January 2018 M&A Survey Results
By Gabe Lengua, CPA, Partner
Well, the results of our annual M&A survey are in and there are some interesting things to note. We will quickly summarize the results of each question with our general thoughts and discuss it in more detail at our annual M&A Summit in May.
What impact, if any, do you think new technology (blockchain, artificial intelligence, etc.) will have on your portfolio companies?
Nearly half (47%) said very little; however, sizable percentages said either a lot or somewhat. This is evolving technology, and we think most are still trying to determine, depending on the industry, the impact to their company. As with most new technology, the key is not whether it impacts you (it will), but rather how you can maximize your benefit from it.
Which industry do you believe is ripe to yield significant returns in the near future?
Nearly equal percentages (40%) said technology and health care. We would agree with this, but we would also make the case that some beaten up industries (think retail) are creating some good value plays.
Will “add on” acquisitions continue to be a significant part of your growth strategy?
No ambiguity here – nearly 70% said yes. This is a trend that started a few years ago, and we see it continuing in 2018.
Post close, what is your biggest challenge?

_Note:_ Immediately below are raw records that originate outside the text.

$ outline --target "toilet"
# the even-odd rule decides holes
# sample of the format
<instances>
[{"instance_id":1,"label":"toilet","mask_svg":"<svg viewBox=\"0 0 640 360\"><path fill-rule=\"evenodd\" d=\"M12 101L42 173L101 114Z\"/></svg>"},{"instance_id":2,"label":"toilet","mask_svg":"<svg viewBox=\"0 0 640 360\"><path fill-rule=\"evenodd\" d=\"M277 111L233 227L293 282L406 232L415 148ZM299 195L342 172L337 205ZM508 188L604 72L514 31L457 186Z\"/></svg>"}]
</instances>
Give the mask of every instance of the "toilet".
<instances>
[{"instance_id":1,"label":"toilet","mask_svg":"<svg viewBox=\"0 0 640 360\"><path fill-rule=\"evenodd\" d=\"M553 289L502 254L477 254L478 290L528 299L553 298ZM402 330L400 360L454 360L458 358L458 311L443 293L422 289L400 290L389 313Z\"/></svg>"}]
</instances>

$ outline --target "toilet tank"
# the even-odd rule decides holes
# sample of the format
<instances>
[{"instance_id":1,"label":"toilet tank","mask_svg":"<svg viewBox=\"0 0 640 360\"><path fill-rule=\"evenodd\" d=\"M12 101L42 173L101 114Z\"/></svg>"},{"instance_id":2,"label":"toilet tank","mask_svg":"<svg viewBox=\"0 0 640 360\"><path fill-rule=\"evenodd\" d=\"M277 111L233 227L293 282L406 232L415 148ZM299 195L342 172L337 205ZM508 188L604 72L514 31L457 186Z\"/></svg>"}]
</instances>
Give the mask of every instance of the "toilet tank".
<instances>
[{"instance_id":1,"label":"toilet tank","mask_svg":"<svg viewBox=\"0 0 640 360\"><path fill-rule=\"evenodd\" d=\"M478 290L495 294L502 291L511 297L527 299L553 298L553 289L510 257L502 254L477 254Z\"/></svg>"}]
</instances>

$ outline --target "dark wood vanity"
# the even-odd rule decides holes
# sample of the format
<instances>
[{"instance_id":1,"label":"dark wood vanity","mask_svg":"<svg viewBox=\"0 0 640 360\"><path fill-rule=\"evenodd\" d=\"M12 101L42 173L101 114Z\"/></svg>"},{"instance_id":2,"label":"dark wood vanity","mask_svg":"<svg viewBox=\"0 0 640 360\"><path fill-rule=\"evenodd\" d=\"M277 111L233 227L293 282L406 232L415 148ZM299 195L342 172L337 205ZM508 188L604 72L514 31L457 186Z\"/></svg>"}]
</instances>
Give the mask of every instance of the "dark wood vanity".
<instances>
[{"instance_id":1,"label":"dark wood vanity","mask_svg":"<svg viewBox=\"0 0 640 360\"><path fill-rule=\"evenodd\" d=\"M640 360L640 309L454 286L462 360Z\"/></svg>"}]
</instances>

A majority (57%) said growth is the biggest challenge, with a fairly large percentage (29%) saying management issues. We would make the case that an underappreciated issue which causes many deals to underperform is realizing synergies. This includes consideration of negative synergies and execution of positive synergies.
In what ways has the new tax law changed your thinking regarding M&A?
A majority (54%) said not much, but we would ask those folks to speak with us. The new tax law creates some interesting considerations regarding, among other things, the debt/equity split, pass-through benefits and international operations.
What is the expectation for your portfolio companies in 2018 regarding growth?
Optimism and positive thinking – 93% said they are either expecting significant growth or growth similar to last year. Only 7% said they are expecting a decline. Given the improving GDP growth in the U.S. in 2017 and the new tax reform law, there are certainly reasons to be optimistic about growth in 2018.
What are your overall expectations for 2018 regarding M&A?
Following question 6 (positive thinking) nearly 86% said they expect either the best M&A market in years or something similar to 2017 (which wouldn’t be all that bad). With record setting capital raises in recent years, together with a growing inventory of companies held in excess of five years as well as an accommodating debt market, the formula is there for a robust 2018.